Il a, quoi qu’elle en eût, échappé à la musique, puis aux études de pharmacie, puis successivement à tout, – à tout ce qui n’est pas son passé de sylphe. À mes yeux, il n’a pas changé c’est un sylphe de soixante-trois ans. Comme un sylphe, il n’est attaché qu’au lieu natal, à quelque champignon tutélaire, à une feuille recroquevillée en manière de toit. On sait que les sylphes vivent de peu, et méprisent les grossiers vêtements des hommes : le mien erre parfois sans cravate, et long-chevelu. De dos, il figure assez bien un pardessus vide, ensorcelé et vagabond.

Sa modeste besogne de scribe, il l’a élue entre toutes pour ce qu’elle retient, assise, à une table, sa seule et fallacieuse apparence d’homme. Tout le reste de lui, libre, chante, entend des orchestres, compose, et revole à la rencontre du petit garçon de six ans qui ouvrait toutes les montres, hantait les horloges municipales, collectionnait les épitaphes, foulait sans fatigue les mousses élastiques et jouait du piano de naissance… Il le retrouve aisément, revêt le petit corps agile et léger qu’il n’a jamais quitté longtemps, et il parcourt un domaine mental où tout est à la guise et à la mesure d’un enfant qui dure victorieusement depuis soixante années.

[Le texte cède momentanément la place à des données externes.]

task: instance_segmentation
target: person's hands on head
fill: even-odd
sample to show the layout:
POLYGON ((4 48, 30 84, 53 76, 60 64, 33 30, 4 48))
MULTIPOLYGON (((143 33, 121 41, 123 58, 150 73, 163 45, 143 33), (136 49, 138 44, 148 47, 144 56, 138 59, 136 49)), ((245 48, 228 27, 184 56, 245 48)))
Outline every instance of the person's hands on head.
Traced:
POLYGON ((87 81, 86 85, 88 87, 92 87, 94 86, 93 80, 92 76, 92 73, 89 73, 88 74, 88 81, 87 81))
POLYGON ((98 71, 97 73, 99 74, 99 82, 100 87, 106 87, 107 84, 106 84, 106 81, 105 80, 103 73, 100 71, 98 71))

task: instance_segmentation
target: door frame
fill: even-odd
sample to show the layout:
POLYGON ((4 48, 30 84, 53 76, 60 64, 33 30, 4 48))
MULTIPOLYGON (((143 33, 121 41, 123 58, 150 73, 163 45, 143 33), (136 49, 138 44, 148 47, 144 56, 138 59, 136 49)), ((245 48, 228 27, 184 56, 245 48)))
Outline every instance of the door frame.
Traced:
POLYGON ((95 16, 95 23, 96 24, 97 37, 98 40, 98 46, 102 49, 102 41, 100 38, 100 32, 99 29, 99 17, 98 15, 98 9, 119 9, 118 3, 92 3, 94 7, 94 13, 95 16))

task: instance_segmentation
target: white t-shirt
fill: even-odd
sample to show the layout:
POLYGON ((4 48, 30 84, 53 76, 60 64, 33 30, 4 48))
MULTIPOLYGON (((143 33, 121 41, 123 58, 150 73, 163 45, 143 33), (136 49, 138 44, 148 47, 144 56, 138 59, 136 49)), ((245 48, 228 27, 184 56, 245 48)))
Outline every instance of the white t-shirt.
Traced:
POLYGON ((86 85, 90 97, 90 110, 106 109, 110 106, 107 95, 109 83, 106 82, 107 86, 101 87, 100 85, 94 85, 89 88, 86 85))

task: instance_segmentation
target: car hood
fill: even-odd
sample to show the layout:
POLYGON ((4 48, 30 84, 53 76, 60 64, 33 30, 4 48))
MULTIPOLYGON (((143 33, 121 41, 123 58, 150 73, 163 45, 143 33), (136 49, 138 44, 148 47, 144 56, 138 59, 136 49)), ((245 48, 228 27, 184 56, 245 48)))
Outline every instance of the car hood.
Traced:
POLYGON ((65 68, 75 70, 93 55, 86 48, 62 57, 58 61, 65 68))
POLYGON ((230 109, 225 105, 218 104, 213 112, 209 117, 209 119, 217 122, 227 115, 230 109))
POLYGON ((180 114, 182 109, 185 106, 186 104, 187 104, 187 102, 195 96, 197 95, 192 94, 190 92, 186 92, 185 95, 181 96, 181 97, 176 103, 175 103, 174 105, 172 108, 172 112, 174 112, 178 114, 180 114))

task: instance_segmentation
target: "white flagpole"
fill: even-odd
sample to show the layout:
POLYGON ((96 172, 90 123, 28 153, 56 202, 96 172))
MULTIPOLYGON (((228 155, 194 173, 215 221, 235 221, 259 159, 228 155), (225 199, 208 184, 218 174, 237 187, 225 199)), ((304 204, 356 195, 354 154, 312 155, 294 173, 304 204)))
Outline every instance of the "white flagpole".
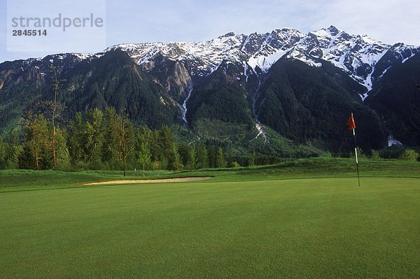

Il n’est pas – quel dommage !… – d’enfant invulnérable. Celui-ci, pour vouloir confronter son rêve exact avec une réalité infidèle, m’en revient déchiré, parfois…

Certain crépuscule ruisselant, à grandes draperies d’eau et d’ombre sous chaque arcade du Palais-Royal, me l’amena. Je ne l’avais pas vu depuis des mois. Il s’assit, mouillé, à mon feu, prit distraitement sa singulière subsistance – des bonbons fondants, des gâteaux très sucrés, du sirop – ouvrit ma montre, puis mon réveil, les écouta longuement, et ne dit rien.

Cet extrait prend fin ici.